Il a hésité, puis a soupiré. « Très bien. Je vais chercher le médaillon pour toi. Attends-moi dans la voiture. »
Il s'est éloigné. Alana l'a observé s'éloigner, puis, prise d'un sombre pressentiment, elle l'a suivi.
Elle l'a retrouvé dans un couloir isolé, à l'arrière de la salle des ventes. Il était avec Joyce.
Il ne la réprimandait pas. Il la réconfortait, lui caressant les cheveux, le dos tourné à Alana.
« Ce n'est rien, ma douce », murmurait-il. « Ne pleure pas. Je t'en trouverai un autre, un encore plus beau. »
« Mais c'est celui-là que je voulais », a geint Joyce. « Je voulais encore lui prendre quelque chose. »
« Je sais, je sais », a murmuré Austen pour la calmer. « Nous trouverons un autre moyen de la punir pour ça. Je te le promets. Je ne la laisserai plus jamais t'atteindre. »
Le cœur d'Alana s'est serré comme pris dans un étau. Elle n'arrivait plus à respirer. Elle s'est retournée et s'est enfuie, titubant dans l'air froid du soir.
Elle a couru sans savoir où elle allait, les lumières de la ville se brouillant à travers ses larmes.
Son téléphone a vibré.

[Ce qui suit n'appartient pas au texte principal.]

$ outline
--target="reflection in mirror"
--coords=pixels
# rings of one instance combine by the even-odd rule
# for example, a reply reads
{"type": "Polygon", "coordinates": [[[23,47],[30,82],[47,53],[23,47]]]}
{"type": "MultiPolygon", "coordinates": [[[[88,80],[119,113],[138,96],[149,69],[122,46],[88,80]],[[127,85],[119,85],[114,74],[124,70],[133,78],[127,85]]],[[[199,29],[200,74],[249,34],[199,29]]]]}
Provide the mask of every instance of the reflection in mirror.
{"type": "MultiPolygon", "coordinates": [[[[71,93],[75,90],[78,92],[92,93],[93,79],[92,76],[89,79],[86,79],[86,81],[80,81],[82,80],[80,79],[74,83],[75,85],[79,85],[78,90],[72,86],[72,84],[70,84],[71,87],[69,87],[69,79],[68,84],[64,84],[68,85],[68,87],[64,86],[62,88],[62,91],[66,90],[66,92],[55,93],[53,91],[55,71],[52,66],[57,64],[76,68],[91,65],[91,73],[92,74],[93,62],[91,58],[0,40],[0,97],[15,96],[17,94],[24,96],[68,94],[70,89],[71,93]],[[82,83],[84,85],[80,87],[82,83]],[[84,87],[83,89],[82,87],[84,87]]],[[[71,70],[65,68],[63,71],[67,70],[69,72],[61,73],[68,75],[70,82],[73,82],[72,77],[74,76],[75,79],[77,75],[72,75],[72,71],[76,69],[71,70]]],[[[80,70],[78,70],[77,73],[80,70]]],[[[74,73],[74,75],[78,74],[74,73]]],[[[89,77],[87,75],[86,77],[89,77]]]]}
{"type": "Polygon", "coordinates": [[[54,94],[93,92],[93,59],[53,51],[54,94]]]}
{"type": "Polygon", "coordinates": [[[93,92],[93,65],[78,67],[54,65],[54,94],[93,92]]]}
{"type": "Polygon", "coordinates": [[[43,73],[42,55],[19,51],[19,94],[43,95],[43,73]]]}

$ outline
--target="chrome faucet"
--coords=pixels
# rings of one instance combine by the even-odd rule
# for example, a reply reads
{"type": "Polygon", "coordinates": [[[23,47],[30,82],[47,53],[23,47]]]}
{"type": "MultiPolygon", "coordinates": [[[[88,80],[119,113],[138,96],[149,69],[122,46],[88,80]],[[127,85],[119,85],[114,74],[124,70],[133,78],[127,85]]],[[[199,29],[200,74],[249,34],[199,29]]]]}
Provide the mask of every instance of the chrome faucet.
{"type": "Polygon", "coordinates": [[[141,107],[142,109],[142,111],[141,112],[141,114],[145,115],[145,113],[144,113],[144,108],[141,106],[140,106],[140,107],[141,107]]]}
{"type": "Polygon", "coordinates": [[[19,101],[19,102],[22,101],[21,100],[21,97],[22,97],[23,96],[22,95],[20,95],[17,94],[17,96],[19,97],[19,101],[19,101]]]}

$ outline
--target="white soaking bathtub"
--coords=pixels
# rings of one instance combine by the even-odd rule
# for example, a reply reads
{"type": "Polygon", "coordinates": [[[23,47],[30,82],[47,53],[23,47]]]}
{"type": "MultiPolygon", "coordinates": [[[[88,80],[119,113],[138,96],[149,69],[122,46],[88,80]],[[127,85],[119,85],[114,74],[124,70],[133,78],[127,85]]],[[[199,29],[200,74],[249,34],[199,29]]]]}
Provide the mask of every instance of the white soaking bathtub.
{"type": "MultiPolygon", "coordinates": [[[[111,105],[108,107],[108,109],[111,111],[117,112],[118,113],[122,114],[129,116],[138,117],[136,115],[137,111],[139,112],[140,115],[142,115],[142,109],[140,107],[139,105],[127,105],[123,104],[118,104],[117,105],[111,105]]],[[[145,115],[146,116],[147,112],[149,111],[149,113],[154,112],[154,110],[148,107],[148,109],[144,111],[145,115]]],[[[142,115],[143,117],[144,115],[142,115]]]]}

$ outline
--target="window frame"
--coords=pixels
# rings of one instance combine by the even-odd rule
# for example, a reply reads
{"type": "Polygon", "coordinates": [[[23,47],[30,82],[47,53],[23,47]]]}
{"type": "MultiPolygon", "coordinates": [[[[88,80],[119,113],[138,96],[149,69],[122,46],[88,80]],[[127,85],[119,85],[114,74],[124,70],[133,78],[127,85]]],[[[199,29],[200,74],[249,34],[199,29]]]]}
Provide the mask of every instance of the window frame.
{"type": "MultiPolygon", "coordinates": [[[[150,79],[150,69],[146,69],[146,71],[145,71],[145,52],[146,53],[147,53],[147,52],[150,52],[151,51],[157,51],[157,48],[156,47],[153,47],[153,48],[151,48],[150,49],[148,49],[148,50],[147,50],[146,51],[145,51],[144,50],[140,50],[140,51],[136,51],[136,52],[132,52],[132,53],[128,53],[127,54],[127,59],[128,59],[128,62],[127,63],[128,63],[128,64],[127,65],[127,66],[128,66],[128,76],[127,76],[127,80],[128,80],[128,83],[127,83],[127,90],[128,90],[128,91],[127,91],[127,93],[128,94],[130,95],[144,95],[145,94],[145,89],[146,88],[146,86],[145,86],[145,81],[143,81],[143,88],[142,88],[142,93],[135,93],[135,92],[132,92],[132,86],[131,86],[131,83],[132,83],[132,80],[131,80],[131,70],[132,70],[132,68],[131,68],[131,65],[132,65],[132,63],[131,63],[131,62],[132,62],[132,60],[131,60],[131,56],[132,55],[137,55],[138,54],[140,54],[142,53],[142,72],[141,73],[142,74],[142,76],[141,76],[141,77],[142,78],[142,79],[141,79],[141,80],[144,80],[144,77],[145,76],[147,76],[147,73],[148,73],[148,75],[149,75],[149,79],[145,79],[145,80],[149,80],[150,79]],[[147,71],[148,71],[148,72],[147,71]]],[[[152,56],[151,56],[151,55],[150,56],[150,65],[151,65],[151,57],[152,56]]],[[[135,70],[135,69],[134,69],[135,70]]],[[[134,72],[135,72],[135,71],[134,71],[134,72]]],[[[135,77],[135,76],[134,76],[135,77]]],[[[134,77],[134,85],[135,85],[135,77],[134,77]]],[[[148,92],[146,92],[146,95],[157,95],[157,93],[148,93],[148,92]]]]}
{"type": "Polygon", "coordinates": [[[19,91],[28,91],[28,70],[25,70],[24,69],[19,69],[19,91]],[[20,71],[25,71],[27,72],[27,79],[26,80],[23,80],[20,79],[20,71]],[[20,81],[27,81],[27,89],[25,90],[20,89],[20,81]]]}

C'était un message d'Austen.
« J'ai le médaillon. Désolé pour le retard. Retrouve-moi au parking ouest, niveau 3. J'ai une surprise pour toi. »
Une surprise ? Elle savait ce que cela voulait dire. La punition numéro quatre-vingt-dix-huit.
Elle s'est dirigée vers le parking, une torpeur envahissant tout son être.
Elle a repéré sa voiture, le moteur tournant doucement. Au moment où elle a tendu la main vers la poignée, deux hommes l'ont attrapée depuis l'ombre.
Ils n'ont rien dit. Ils ont simplement commencé à la frapper. Ils ont frappé son ventre, son dos. L'un d'eux lui a fauché les jambes. Elle s'est écrasée violemment sur le béton.
La douleur était immense, mais l'agonie émotionnelle était encore pire.
« C'est pour avoir contrarié Mme Cummings », a grogné l'un des hommes en lui assénant un dernier coup brutal dans les côtes.
Elle a entendu un craquement.
Ils l'ont laissée là, recroquevillée et brisée sur le sol froid taché d'huile.
Son téléphone a vibré de nouveau. C'était Joyce.
Elle a envoyé une photo du médaillon en argent, réduit en miettes. Le message en dessous disait : « Il te passe le bonjour. Ah, et Papa organise un dîner de famille ce soir. Tu as intérêt à y être. »
Alana a fixé l'image du médaillon de sa mère brisé. Quelque chose s'est brisé en elle.
Elle s'est redressée, ignorant la douleur fulgurante dans ses côtes. Elle devait aller à ce dîner. Elle devait récupérer ce qu'il restait du médaillon.
Ça a été une longue marche douloureuse jusqu'à la maison de son père. Chaque pas déclenchait une nouvelle vague de souffrance. Mais elle a continué d'avancer.